Sent by Dean Littlepage | 5:57 PM | 4-4-2008

Sure, NPR may have more reporters in iraq than any other news outlet but when they're not reporting the action , they're shilliing for the Bush administration. They seldom ,if ever talk to independent voices like say, Naomi Klein or Tariq Ali. Nosiree, on "indpepndent" "objective' "public" radio ,the news comes strictly from the State dept. ,the Pentagon ,and the Bush administration. Oh but ocassionally,in all fairness, the American Enterprise Institute,and the Heritage Foundation.

Sent by Dana Franchitto | 3:25 PM | 4-8-2008

This is the first year in about 30 years that I have not contributed to my local public radio station, and the reason is your coverage of the Iraq war.

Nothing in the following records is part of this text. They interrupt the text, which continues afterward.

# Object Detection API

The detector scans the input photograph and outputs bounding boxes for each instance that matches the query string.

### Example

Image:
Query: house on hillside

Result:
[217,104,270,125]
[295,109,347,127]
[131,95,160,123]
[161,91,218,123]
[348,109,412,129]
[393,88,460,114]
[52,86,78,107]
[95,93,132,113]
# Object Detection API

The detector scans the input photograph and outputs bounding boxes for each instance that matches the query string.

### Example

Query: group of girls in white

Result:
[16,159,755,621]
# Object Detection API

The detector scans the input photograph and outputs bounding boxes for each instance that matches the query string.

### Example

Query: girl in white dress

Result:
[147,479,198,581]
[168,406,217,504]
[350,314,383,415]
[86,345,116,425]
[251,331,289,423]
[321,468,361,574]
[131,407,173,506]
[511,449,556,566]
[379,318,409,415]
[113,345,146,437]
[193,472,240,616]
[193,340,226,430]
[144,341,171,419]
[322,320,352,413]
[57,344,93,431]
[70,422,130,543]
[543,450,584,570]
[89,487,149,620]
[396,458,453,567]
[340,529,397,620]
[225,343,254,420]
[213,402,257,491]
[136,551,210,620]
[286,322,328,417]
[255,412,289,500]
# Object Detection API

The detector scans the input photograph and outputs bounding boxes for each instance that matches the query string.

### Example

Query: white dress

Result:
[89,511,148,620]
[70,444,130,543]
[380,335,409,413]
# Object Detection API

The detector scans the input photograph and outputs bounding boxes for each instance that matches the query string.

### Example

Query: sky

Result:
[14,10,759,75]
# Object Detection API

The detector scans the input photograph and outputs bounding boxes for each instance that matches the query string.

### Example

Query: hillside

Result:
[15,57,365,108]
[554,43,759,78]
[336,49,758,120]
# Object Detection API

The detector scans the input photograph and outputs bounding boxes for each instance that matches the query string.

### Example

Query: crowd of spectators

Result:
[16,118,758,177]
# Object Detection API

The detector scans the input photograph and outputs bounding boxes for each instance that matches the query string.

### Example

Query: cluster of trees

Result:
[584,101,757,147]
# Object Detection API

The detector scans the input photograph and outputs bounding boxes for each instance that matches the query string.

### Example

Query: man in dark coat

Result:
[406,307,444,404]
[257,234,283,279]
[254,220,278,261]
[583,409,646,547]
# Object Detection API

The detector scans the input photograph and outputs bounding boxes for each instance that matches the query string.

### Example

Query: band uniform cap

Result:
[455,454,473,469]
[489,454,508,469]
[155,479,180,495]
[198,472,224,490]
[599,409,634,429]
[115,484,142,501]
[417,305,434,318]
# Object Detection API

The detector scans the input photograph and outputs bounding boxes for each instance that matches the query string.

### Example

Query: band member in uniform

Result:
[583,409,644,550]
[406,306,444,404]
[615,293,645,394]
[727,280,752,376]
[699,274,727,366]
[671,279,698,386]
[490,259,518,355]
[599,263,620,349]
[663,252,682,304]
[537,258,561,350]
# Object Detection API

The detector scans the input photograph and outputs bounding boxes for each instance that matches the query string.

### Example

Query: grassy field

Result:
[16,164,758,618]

I find that your reporters don't ask the hard questions and tend to glorify the military. Back in the USA, your reporters frequently focus on families grieving the loss of soldiers and use these families to support the Bush policy, while the families who have lost soldiers and have become outspoken critics of the Bush policy are never heard from. I have yet to hear a single story on NPR about soldiers who go AWOL and the involvement of military families AGAINST this horrific unnecessary war.

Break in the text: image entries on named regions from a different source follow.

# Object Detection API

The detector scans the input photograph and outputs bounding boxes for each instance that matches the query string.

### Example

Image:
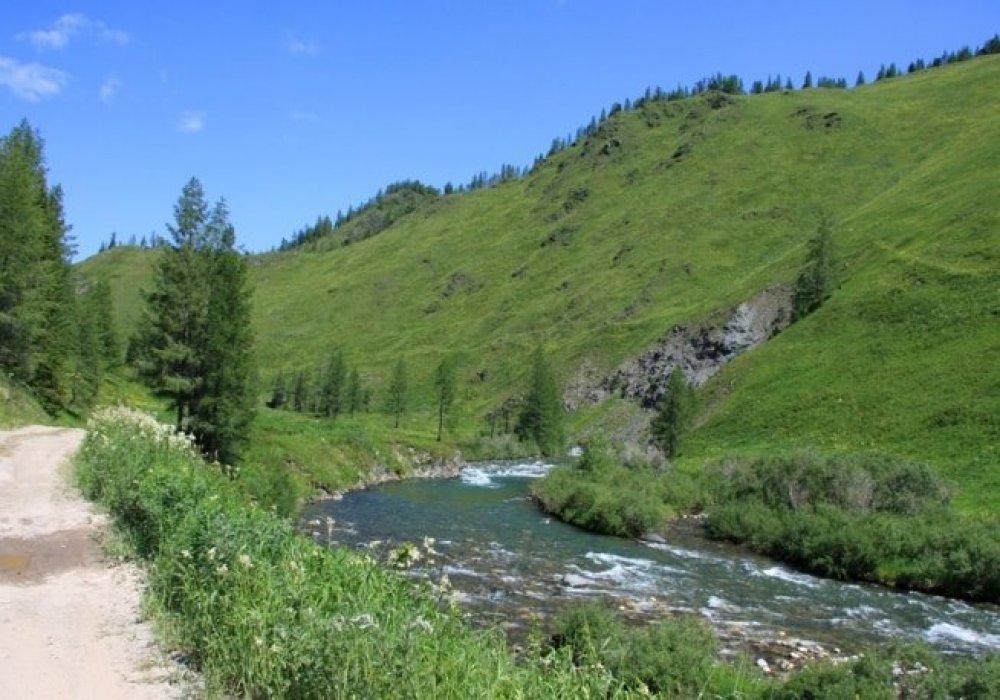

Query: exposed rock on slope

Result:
[590,285,792,408]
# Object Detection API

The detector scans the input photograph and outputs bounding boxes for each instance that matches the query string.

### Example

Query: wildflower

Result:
[410,617,434,634]
[351,613,378,630]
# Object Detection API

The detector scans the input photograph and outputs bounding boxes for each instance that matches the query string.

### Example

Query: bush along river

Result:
[302,462,1000,670]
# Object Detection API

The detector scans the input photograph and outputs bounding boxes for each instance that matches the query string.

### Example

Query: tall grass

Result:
[77,409,627,698]
[76,408,1000,699]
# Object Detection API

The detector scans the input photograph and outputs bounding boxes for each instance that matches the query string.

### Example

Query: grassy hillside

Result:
[82,57,1000,511]
[0,378,51,429]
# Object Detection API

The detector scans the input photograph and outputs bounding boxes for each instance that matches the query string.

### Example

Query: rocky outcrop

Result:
[588,285,792,408]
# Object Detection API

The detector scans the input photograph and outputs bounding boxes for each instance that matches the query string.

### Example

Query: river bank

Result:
[302,463,1000,673]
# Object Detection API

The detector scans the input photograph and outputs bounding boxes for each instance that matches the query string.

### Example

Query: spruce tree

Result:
[434,357,456,442]
[650,367,694,459]
[792,215,836,320]
[267,371,288,408]
[316,352,347,418]
[0,121,78,411]
[516,345,565,457]
[292,370,309,413]
[192,223,256,464]
[137,178,254,461]
[386,358,407,428]
[344,369,364,416]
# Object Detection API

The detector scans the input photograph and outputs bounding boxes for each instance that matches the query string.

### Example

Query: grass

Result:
[532,452,1000,604]
[0,378,51,428]
[81,56,1000,518]
[76,408,1000,699]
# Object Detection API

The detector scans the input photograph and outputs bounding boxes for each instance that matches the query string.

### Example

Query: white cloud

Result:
[99,76,122,104]
[177,109,205,134]
[285,34,320,56]
[0,56,69,102]
[17,12,131,49]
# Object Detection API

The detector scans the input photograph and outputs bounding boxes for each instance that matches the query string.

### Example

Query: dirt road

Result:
[0,427,191,700]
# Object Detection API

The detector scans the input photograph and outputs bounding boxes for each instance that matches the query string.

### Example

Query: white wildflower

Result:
[351,613,378,630]
[410,617,434,634]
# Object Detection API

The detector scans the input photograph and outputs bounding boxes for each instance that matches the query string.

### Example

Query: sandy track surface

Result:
[0,426,192,700]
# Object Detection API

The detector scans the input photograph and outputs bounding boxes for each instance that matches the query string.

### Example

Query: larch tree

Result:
[140,178,254,461]
[434,357,456,442]
[386,358,408,428]
[516,345,565,457]
[650,367,694,459]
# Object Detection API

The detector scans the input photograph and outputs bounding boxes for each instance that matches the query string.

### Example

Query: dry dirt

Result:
[0,426,194,700]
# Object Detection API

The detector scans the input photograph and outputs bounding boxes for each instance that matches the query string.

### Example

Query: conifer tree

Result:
[292,370,309,413]
[138,178,254,461]
[792,215,836,320]
[192,216,256,464]
[317,352,347,418]
[386,358,407,428]
[434,357,455,442]
[344,368,364,416]
[0,121,77,410]
[267,371,288,408]
[650,367,694,459]
[516,345,565,456]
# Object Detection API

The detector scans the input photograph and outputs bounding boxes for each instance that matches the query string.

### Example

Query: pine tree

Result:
[137,178,254,461]
[434,357,455,442]
[85,280,121,368]
[317,352,347,418]
[0,121,78,410]
[267,371,288,408]
[139,178,209,431]
[344,369,364,416]
[792,215,836,320]
[192,224,256,464]
[292,370,309,413]
[650,367,694,459]
[516,345,565,456]
[386,358,407,428]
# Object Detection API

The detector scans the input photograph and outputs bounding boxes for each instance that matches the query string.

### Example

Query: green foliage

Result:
[0,121,79,413]
[135,178,256,462]
[81,56,1000,516]
[517,345,566,456]
[77,409,640,698]
[316,352,347,418]
[650,367,694,459]
[792,215,837,319]
[434,357,455,442]
[706,454,1000,603]
[386,358,408,428]
[554,603,740,698]
[532,440,670,537]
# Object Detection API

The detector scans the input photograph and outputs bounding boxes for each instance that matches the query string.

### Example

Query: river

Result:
[302,463,1000,655]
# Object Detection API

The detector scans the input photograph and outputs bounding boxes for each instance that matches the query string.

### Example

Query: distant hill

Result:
[80,56,1000,511]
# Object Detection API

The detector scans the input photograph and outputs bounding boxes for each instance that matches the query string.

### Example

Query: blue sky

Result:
[0,0,1000,257]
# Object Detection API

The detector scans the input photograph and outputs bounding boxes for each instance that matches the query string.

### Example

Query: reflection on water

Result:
[303,463,1000,653]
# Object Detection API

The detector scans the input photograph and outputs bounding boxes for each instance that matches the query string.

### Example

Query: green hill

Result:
[81,56,1000,512]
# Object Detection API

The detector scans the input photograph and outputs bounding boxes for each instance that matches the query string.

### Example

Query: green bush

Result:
[77,409,621,698]
[553,603,732,697]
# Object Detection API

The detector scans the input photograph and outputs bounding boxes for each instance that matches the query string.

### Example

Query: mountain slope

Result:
[83,57,1000,510]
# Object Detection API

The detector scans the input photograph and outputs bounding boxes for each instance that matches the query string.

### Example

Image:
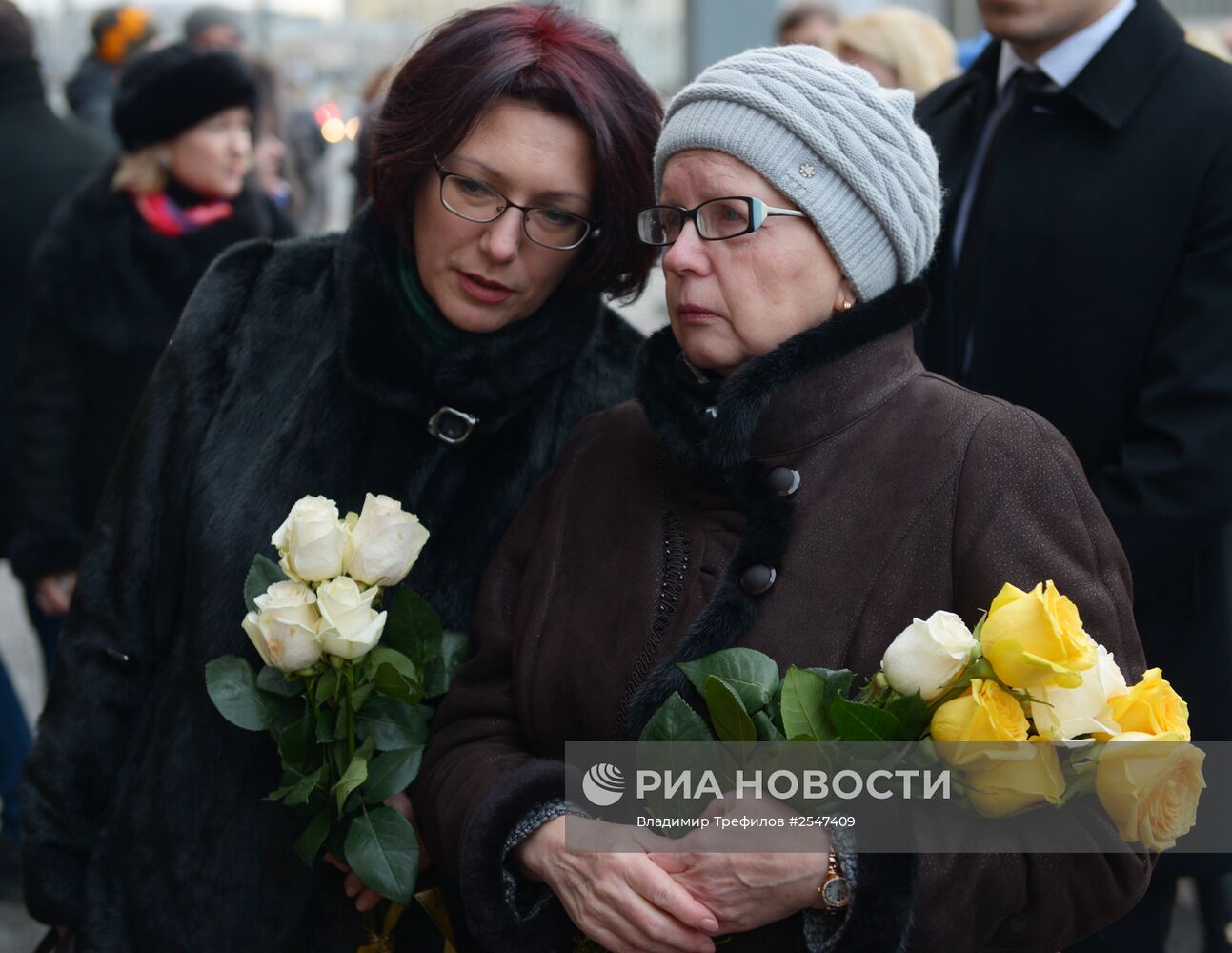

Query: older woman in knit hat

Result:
[413,46,1149,950]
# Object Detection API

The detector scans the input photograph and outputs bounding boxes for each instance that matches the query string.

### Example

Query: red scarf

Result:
[131,193,234,238]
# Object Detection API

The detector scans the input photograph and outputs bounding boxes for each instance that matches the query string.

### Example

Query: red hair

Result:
[371,4,663,297]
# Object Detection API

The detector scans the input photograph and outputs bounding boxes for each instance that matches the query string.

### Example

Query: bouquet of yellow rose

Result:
[206,493,466,905]
[642,580,1206,851]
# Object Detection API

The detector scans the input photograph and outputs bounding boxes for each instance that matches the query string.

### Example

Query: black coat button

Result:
[766,466,799,497]
[740,566,775,596]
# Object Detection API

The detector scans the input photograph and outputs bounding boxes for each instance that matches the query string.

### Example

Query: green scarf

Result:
[398,248,472,354]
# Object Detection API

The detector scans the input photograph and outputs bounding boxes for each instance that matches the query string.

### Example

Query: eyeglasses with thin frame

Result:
[436,161,598,252]
[636,194,808,248]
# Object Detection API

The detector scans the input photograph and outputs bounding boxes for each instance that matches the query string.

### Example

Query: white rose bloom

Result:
[243,582,320,672]
[270,497,348,582]
[316,576,386,659]
[1031,646,1128,740]
[346,493,428,585]
[880,612,976,701]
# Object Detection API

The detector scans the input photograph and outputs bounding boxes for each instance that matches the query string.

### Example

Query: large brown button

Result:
[766,466,799,497]
[740,566,775,596]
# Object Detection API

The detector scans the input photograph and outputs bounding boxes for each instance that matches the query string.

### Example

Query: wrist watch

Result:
[817,851,851,914]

Sent by Allen Young | 3:28 PM | 4-8-2008

NPR's news coverage of the Iraq war is so slanted that I've begun to look for your daily "pro-war minute" where an NPR reporter fawns over some aspects of the troops lives or uncritically hands listeners the latest Bush administration propoganda. Considering the lack of balance in the coverage I'd say the Iraqi resistence is correct in assuming that western reporters are working in concert with occupation forces. I have yet to hear a significant interview with an unabashed anti-war voice; a voice that calls for immediate pull out. Those voices are heard on the streets of the US every day; never on NPR.

Sent by John Yaya | 12:42 AM | 4-10-2008

Speaking of Iraq war coverage, I was extremely disappointed that NPR chose to bury the story of the Winter Soldier Hearings in Silver Springs, MD in March. There was one 3-minute story on "All Things Considered" on a Sunday, when fewer people are listening; and it was rather tepid coverage (we got to hear very little of the soldier's actual accounts). Hearings where returning Iraq war soldiers give unvarnished accounts of the atrocities they've seen and participated in, was surely more newsworthy than the coverage NPR gave it. NPR blew it.

Sent by Dairl Helmer | 11:59 AM | 4-10-2008

I'm a bit disappointed by NPR's lack of recent coverage of the war in Iraq. Even this morning's coverage of the news neglected all mention of news in Basra in favor of repetitive stories about PA politics.
http://news.bbc.co.uk/2/hi/middle_east/7362509.stm

The public may view the war unfavorably but this doesn't mean we don't want or need to hear about good and bad news about our troops in harm's way. Having listeners go to foreign web sites to get our news seems incomplete on the part of NPR.

It appears NPR has modelled itself after the other networks that chase news stories easy and less expensive than international war stories. I understand the expense argument but with a journalist in Iraq already, why not tell the story instead of feeding the hype of politics here.

While our troops are in country, there should at least be one report daily on Morning Edition, ATC, and Day2Day.

Thank you,

Sent by Phil Roettcher | 9:36 AM | 4-23-2008

Reporters who constantly ignore even the minor successes and obsessively reporting all the doom and gloom negatives in Iraq doesn't serve the public radio listeners at all.

The media, and NPR in particular is what makes the Afghan conflict the "forgotten war". That war is largely ignored altogether. And NPR wonders why they're labeled liberal, because it's reporters and anchors take a decidedly liberal point of view on about every topic it covers.